Zum Hintergrund: Der Kammmolch ist eine seltene Amphibienart und in Deutschland als "gefährdet" eingestuft, in Bayern gilt er sogar als "stark gefährdet". Sein Bestand ist rückläufig, vor allem weil geeignete, fischfreie Stillgewässer zunehmend verloren gehen.
Plendl kennt die Donau und ihre Altwässer von Kindheit an. "Ich bin 48 Jahre alt und an der Donau aufgewachsen. So etwas habe ich noch nie erlebt, es ist katastrophal."
Problematische Lage auch in anderen Teilen Deutschlands
Kritisch ist die Lage beispielsweise auch in Freiburg, wo Mitglieder des Angelsportvereins an diesem Wochenende Fische aus einem fast vollständig ausgetrockneten Kanal retten. An manchen Stellen stehen nur noch fünf bis sechs Zentimeter Wasser. In den bereits trockengefallenen Bereichen sind die Tiere verendet, ihre Zahl geht in die Tausende. Die verbliebenen Fische werden mit Keschern gefangen und in den Gewässer umgesetzt, die noch ausreichend Wasser führen.
Wie groß der Druck auf die Fische ist, zeigt sich auch in Nordrhein-Westfalen, wo das Umweltministerium vor den Folgen von Hitze und niedrigen Wasserständen für Fische und andere Wasserlebewesen warnt. Dort geraten unter anderem empfindliche Arten wie Bachforelle und Äsche unter starken Hitzestress.

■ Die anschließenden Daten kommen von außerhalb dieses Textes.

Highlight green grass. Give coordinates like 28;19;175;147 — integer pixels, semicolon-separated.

In Rheinland-Pfalz sind ebenfalls zahlreiche kleinere Bäche und Nebenflüsse betroffen. Manche Gewässer trocknen vollständig aus oder zerfallen in voneinander isolierte, sauerstoffarme Tümpel. Betroffen sind unter anderem Gewässer im Einzugsgebiet von Rhein, Mosel, Lahn und Nahe.
Die Fischrettungen sind im Grunde offenbar das sichtbarste Zeichen einer größeren Krise: Der Ausbau der Flüsse hat die Altwässer lange nicht ausreichend berücksichtigt, wodurch die Fische ohnehin mit schwindendem Lebensraum zu kämpfen haben.
Je länger Hitze und Trockenheit nun anhalten, desto weniger Wasser steht den verbleibenden Altwässern und ihren Bewohnern zur Verfügung – und damit gerät auch der Lebensraum für Fische, Amphibien, Vögel und zahlreiche weitere Tier- und Pflanzenarten in Gefahr.